同伴们看清了雪鸟一部分但没有完全看透其本质的单纯话语,让旁听的伏黑惠莫名比糊弄的本人还要来得心虚。
不过这个罪魁祸首只是晃了晃手中的袋子,便轻而易举地将他从这个境地捞起。
雪鸟:“我还以为你们会更关注这个。”
食物的缕缕香气自那袋中抛掷而出,精准地勾住了青春期少年少女们被油腻腌浸的空虚味蕾。

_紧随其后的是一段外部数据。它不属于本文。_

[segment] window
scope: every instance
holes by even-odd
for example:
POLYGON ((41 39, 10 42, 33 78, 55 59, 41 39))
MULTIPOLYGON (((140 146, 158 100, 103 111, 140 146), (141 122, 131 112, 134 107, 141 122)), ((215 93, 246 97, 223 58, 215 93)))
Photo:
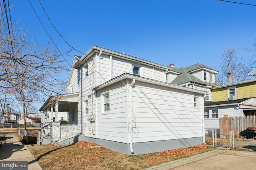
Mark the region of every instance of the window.
POLYGON ((207 73, 206 72, 204 72, 204 80, 207 81, 207 73))
POLYGON ((218 118, 218 110, 212 110, 212 118, 218 118))
POLYGON ((132 74, 140 75, 140 67, 132 65, 132 74))
POLYGON ((209 119, 209 110, 204 111, 204 119, 209 119))
POLYGON ((109 111, 109 94, 103 96, 104 111, 109 111))
POLYGON ((88 114, 88 100, 84 101, 84 110, 85 114, 88 114))
POLYGON ((195 108, 198 108, 198 97, 195 96, 194 98, 194 107, 195 108))
POLYGON ((88 76, 88 64, 83 66, 83 74, 84 78, 88 76))
POLYGON ((211 73, 210 74, 210 82, 213 83, 213 74, 211 73))
POLYGON ((236 100, 236 87, 230 87, 228 88, 228 100, 236 100))

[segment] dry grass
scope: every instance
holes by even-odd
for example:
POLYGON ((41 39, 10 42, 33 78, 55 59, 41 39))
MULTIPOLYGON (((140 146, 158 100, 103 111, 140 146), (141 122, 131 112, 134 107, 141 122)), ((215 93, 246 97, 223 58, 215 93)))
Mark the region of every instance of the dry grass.
POLYGON ((28 145, 43 170, 142 170, 172 160, 190 157, 212 149, 205 145, 137 155, 128 155, 86 141, 56 146, 28 145))

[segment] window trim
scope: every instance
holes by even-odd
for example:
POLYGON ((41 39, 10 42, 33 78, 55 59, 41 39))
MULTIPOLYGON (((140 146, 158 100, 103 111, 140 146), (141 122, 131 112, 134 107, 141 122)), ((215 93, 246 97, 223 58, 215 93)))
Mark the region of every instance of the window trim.
POLYGON ((86 78, 88 76, 88 64, 83 66, 83 77, 86 78))
POLYGON ((214 74, 212 73, 210 73, 210 83, 214 83, 214 74), (211 78, 211 76, 212 76, 212 78, 211 78), (211 80, 212 79, 212 80, 211 80))
POLYGON ((108 113, 108 112, 109 112, 109 111, 110 111, 110 96, 109 95, 109 92, 108 92, 104 93, 102 93, 101 94, 101 96, 102 96, 102 113, 108 113), (105 99, 106 99, 106 97, 107 96, 108 96, 108 102, 105 102, 105 99), (106 107, 105 107, 105 105, 106 104, 108 104, 108 109, 106 110, 106 107))
POLYGON ((204 81, 207 81, 207 72, 206 71, 204 72, 204 81))
POLYGON ((204 110, 204 119, 210 119, 210 110, 204 110), (205 114, 205 112, 206 111, 208 111, 208 114, 205 114), (206 115, 208 115, 208 117, 205 117, 205 116, 206 115))
POLYGON ((229 87, 228 88, 228 100, 236 100, 236 86, 233 86, 232 87, 229 87), (230 90, 231 89, 234 89, 234 98, 232 99, 230 99, 230 90))
POLYGON ((89 114, 89 107, 88 105, 88 100, 84 100, 84 110, 85 111, 85 115, 87 115, 89 114))
POLYGON ((133 74, 135 74, 135 75, 137 75, 138 76, 141 76, 142 75, 142 70, 141 70, 141 66, 138 65, 138 64, 132 64, 132 73, 133 74), (134 73, 133 72, 133 68, 134 68, 134 67, 136 67, 138 68, 138 74, 136 74, 136 73, 134 73))
POLYGON ((194 96, 194 107, 195 108, 198 108, 198 100, 199 97, 194 96))
POLYGON ((219 117, 219 110, 218 109, 213 109, 211 110, 211 118, 212 119, 218 119, 219 117), (213 110, 217 110, 217 114, 212 114, 213 110), (217 117, 212 117, 213 115, 217 115, 217 117))

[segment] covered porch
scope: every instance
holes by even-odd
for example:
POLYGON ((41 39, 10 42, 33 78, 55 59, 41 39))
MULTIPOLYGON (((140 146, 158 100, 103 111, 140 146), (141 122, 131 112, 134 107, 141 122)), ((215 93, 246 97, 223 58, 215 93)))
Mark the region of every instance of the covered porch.
POLYGON ((69 124, 77 124, 79 94, 72 93, 49 98, 39 109, 41 114, 41 123, 65 120, 69 124))

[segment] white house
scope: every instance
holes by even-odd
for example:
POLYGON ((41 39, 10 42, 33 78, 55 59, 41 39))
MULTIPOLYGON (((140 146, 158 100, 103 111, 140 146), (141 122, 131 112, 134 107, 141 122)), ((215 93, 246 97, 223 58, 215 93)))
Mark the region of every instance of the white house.
POLYGON ((6 117, 6 121, 18 122, 18 120, 20 118, 20 115, 17 113, 6 113, 4 114, 6 117))
POLYGON ((179 70, 93 46, 75 56, 68 93, 49 98, 40 109, 42 125, 52 125, 52 141, 78 133, 79 140, 127 154, 202 144, 204 98, 209 93, 195 87, 212 84, 199 83, 204 81, 192 74, 188 83, 172 83, 189 74, 179 70), (62 112, 68 113, 71 125, 58 124, 62 112))
MULTIPOLYGON (((41 118, 26 117, 26 125, 33 125, 34 126, 40 127, 41 125, 41 118)), ((21 125, 24 124, 24 117, 20 119, 18 121, 18 123, 21 125)))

热量爆炸的快餐固然满足一时,但比不上热气腾腾的佳肴安抚身心。
美食当前,谁还管其他?
上网冲浪满级的钉崎野蔷薇看着塑料袋上的标识眼睛一亮:“那个难道说是银座最近很火(也很贵)的那家中华料理餐厅?他们不是不允许外带的吗?说是因为二次加热的不好吃。”

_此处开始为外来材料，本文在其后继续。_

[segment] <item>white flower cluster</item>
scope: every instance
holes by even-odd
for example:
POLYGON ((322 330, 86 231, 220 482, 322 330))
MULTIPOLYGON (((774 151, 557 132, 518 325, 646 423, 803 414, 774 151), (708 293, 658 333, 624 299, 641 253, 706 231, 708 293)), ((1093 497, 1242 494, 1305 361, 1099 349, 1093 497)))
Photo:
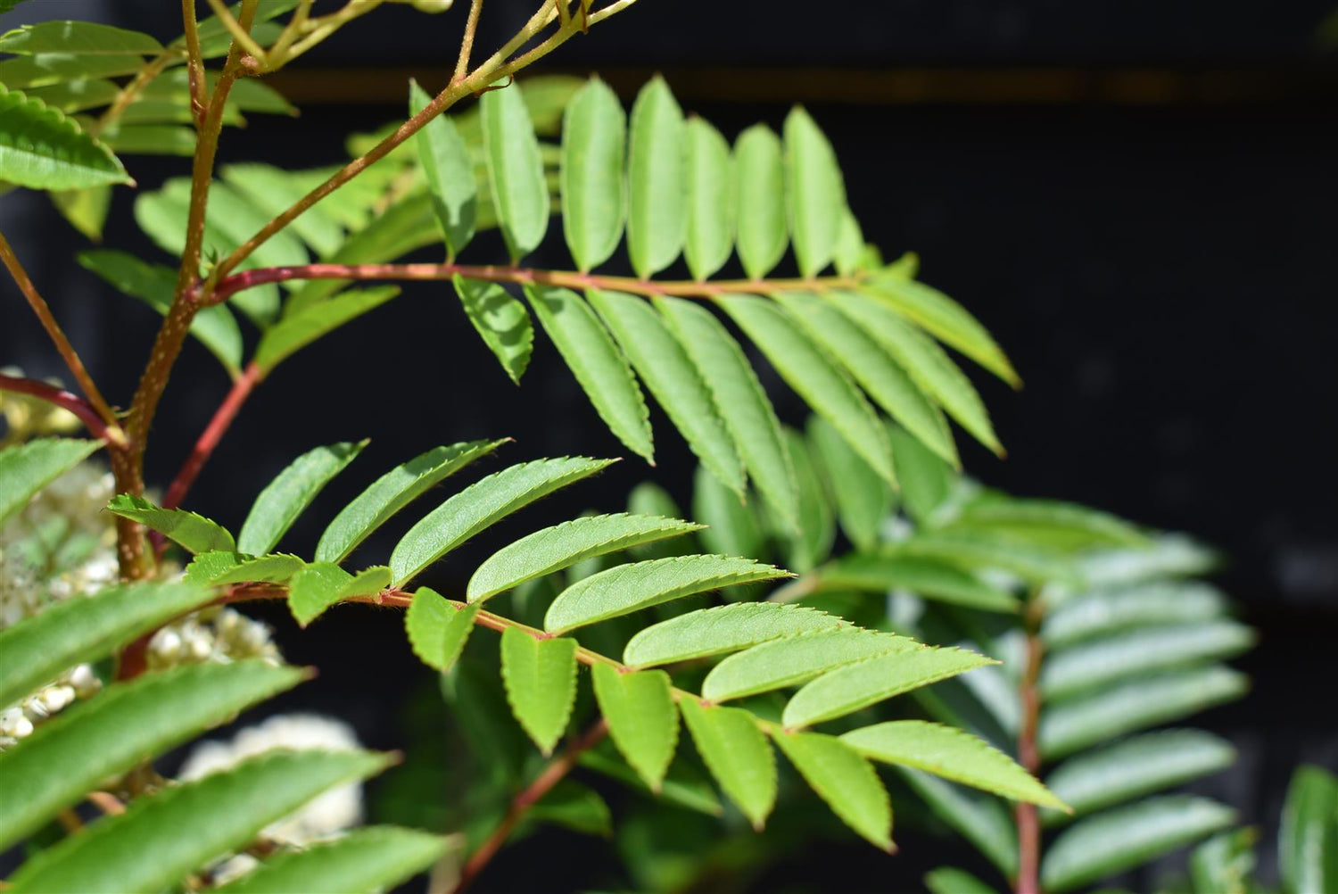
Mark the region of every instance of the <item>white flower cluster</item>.
POLYGON ((201 609, 158 630, 149 641, 149 666, 154 670, 182 664, 227 662, 262 658, 282 661, 268 624, 223 606, 201 609))
POLYGON ((0 749, 32 733, 33 723, 64 711, 75 699, 87 699, 102 688, 92 668, 80 664, 48 687, 39 689, 12 708, 0 711, 0 749))
MULTIPOLYGON (((114 535, 102 514, 112 490, 110 474, 94 463, 83 463, 52 482, 0 527, 0 629, 13 626, 55 601, 92 596, 116 581, 114 535), (62 542, 79 534, 95 541, 83 562, 56 574, 45 573, 23 542, 40 537, 40 531, 51 530, 52 525, 59 527, 62 542)), ((80 664, 17 704, 0 709, 0 749, 32 733, 33 724, 59 713, 76 699, 87 699, 100 687, 92 668, 80 664)))
MULTIPOLYGON (((274 715, 246 727, 231 741, 202 741, 186 757, 178 778, 199 779, 237 766, 248 757, 284 748, 290 751, 353 751, 360 747, 353 728, 333 717, 313 713, 274 715)), ((261 836, 288 847, 302 847, 352 828, 363 822, 363 787, 351 783, 322 792, 297 812, 272 823, 261 836)), ((257 866, 246 854, 237 854, 217 863, 209 873, 218 885, 231 881, 257 866)))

对这些不怎么了解的吉野顺平悄悄问同伴:“很好吃吗?”
同样是高强度上网冲浪的虎杖悠仁悄悄回答:“据说很正宗。”
对于橙发少女的疑惑,雪鸟只是淡然一笑:
“I am rich.”
还有瞬移。
说着,他将袋子递给离他最近的虎杖悠仁。
“你们自己分了吧,都有份。”
此刻的七花雪鸟,他的身影在三人眼里比以往任何时刻都来得高大伟岸,散发着无与伦比的的金色光芒!谁说七花雪鸟不是“亚萨西前辈”的?愿意被吃大户请客的七花前辈简直不能更“亚萨西”了!
“呜呼!七花前辈赛高!”
见状,拿人手短,吃人嘴短的三人完全忘记了之前自己是如何吐槽雪鸟的,一个跟着一个欢呼起来,并且迅速抛下冷掉的披萨,毫不见外地在伏黑惠床边架起桌子开始分赃。
“这个是...菌菇鸡肉?闻着很香的样子。”
“哦!我要这个山药牛肉!”
“好狡猾!那这个虾滑豆腐就是我的了!”
“这些盒子又是啥?配菜?米饭?”
“都打开看看吧...”
伏黑惠心底无语地谴责了几秒这几个被食物轻易收买的家伙,手却非常诚实地伸向了外卖袋,然后......
摸了个空。
海胆头不可置信,并缓缓打出一个“?”。
“欸?只有三份吗?”心地善良的虎杖悠仁同学打开一层套一层的外卖袋看了看,再瞅了一眼自己的,“我这份感觉还蛮多的,要不分你一半吧?”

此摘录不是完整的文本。